Langhorne Slim sounds like nights made of 'bad decisions and dancing'
Langhorne Slim’s music often sounds like hot, sweaty summer nights made up of bad decisions and dancing -- and last Friday night at The Tractor was an evening just like that.
As Slim rose to the stage, his fedora outlining his recognizable silhouette, he rapid assaulted his guitar with strums as his backing band The Law prompted danceable grooves behind him. Slim may be a folk artist, but he and his band have a Glam Rock attitude with a Southern Rock response.
Many of the songs centered on recklessness, such as his minor hit “Wrong Side of Heaven,” with raucous rhythms and excited guitar lines.
“Most all of these songs are going to be a dance songs in some way,” Slim said part way into the beginning of his set. Jumping up and down Slim hit his head on a hanging speaker, but simply gave it an inquisitive look before going back to zipping back and forth between his band mates -- nothing was going to stop him from riling up the crowd.
Before Slim, the audience was warmed up by two local groups.

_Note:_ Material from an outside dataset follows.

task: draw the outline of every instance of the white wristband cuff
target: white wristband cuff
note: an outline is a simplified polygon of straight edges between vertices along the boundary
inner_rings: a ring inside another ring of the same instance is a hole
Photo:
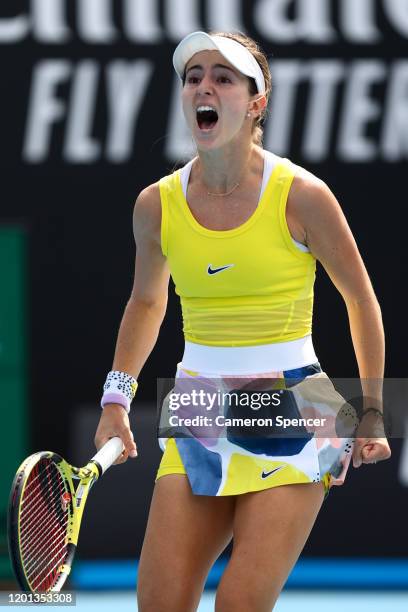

Starting things off on the mellow end of things was Tiny Messengers, a brooding country outfit fronted by Kimo Muraki (formerly of Seattle indie rock band Fences). Muraki’s striking voice threw call backs to Jeremy Enigk but with a more smooth tone. If Slim is the fun loving teenager, Muraki and the Tiny Messengers were the heart broken college grads. The mix of banjo and steel guitar gave a darker and melancholic atmosphere as people filtered in to the Tractor.
Kay Kay and His Weathered Underground came on stage next with their 11-piece band. For fans of the bands last two albums, including 2011’s Introducing Kay Kay and His Weathered Underground, this performance may have been a shock. The group played primarily new material which was less quirky, grandiose indie rock and more grooving soul and funk.
Front man Kirk Huffman wore a sports coat and sunglasses and he took on the persona of a lounge singer. The crowd was impressively responsive and got their dancing warmed up just in time for Slim and his band.
While it was definitely a departure from their previously established sound, it was definitely a successful attempt as far as crowd response was concerned.
Kay Kay set a great bar of energy level, but Slim was able to see their challenge with a ‘check and mate.’ With his cracking vocals and body convulsions, Slim is a remarkable persona in the folk realm.